Because smokers die earlier than non‐smokers, taxpayers save expenditures that otherwise would be made for pensions, as well as nursing home care and other costs related to conditions associated with old age. Those savings more than offset the costs that smokers create. American smokers actually save society about $.32 (20 pence) per pack of cigarettes smoked.
Other researchers, such as economists Jane Gravelle and Denis Zimmerman, have also found that American smokers contribute many more times to public coffers than they withdraw. Furthermore, Van Doren explained that if every smoker quit today, healthcare costs would drop in the short run and then climb higher in two or three decades because of the increased life span of ex‐smokers.
Several Canadian economists had earlier calculated the benefits to non‐smokers and costs to smokers. The University of Montreal’s André Raynauld and Jean‐Pierre Vidal estimated that in 1986 Canadian smokers paid more in tobacco taxes than they cost the country’s healthcare system – that is, smokers paid a $363 (£230) subsidy to each non‐smoker in the country. Previously, Greg Stoddart and his colleagues found that in 1978 smokers in the province of Ontario cost government between $21.5 (£13.6) million and $39.1 (£24.7) million but paid $485 (£307) million in taxes; that is, smokers paid in taxes between 22.2 and 12.3 times what they cost the system.
The second problem with this discriminatory policy is that it is an illegitimate function of the state to penalise individuals for unhealthy behaviour.
For centuries, economists and philosophers have pondered the principles of “just” taxation. The debate on the correct level of taxation for tobacco products continues, as well as for other lifestyle products, such as fast food, which may become aggressively taxed by the state as a means of coercing individuals’ behaviour. The logic behind high taxation on these products is to inflate the retail price to reduce their availability and drive down consumption.
This means that individuals who choose to smoke, for example, pay more to support government services than those who choose not to indulge in this behaviour. This normally prompts the response that consumers of tobacco are far more likely to require treatment by the NHS. However, as we have already established, the cost of treating all smoking‐related illnesses is greatly exceeded by the volume of revenue collected by the Treasury in taxation from tobacco.
Smokers and others who indulge in risky behaviour are taxed at a disproportionate level to those who choose not to engage in such activities. However, these same groups of people – in particular smokers – are now liable to be refused some treatments in hospital, including surgery, as a result of their unhealthy habit, as well as some treatments unrelated to their habit.
Such discrimination on the grounds of lifestyle is illiberal and encroaches on individual rights, and is arguably beyond the legitimate function of the state. Refusing medical treatment to an individual who not only requires it but who has has financially contributed more than the average to its funding, as a means of coercing him or her toward healthier behaviour, is undemocratic and borders on tyranny.

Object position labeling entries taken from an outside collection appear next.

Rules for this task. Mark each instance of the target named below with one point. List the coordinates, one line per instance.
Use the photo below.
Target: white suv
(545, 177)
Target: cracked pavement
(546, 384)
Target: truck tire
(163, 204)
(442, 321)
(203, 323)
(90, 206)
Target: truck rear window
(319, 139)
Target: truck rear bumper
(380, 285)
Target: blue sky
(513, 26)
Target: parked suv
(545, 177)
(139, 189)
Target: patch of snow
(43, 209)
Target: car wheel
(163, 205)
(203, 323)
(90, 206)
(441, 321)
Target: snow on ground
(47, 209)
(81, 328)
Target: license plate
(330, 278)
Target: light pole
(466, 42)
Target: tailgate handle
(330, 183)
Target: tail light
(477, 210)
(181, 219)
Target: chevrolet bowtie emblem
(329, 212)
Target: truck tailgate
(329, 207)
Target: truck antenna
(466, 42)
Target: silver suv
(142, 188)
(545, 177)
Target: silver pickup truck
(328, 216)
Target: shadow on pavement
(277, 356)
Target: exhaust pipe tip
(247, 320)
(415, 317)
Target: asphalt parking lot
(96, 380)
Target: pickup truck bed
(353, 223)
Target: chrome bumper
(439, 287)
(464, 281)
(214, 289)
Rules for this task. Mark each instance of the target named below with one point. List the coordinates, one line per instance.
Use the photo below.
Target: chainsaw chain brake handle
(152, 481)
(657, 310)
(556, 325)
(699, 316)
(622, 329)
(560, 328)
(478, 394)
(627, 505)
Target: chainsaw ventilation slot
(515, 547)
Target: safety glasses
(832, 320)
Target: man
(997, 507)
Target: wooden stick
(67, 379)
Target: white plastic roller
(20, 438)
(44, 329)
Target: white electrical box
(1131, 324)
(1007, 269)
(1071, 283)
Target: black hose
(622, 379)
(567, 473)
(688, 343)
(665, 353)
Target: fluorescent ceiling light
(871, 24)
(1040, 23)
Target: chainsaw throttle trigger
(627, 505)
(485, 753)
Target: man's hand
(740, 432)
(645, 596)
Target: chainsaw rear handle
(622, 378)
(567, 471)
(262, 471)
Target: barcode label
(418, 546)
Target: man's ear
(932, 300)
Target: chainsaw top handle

Most people would agree that it is unethical to refuse to treat a medical ailment on the grounds of preventative health, and arguably sets a dangerous precedent signalling a system of rationalised healthcare, where treatment could be refused to the elderly or to babies born with serious health problems. Ironically, this public health prescription neglects the World Health Organisation’s definition of health – “health is the mental, physical and social wellbeing, not merely the absence of disease or infirmity” – by ignoring the social wellbeing of the individual.
The bottom line is that government projections about smoking and obesity costs are frequently based on guesswork, political agendas and changing science. Therefore, if we are going to worry about these problems, we should stop worrying about their financial impact.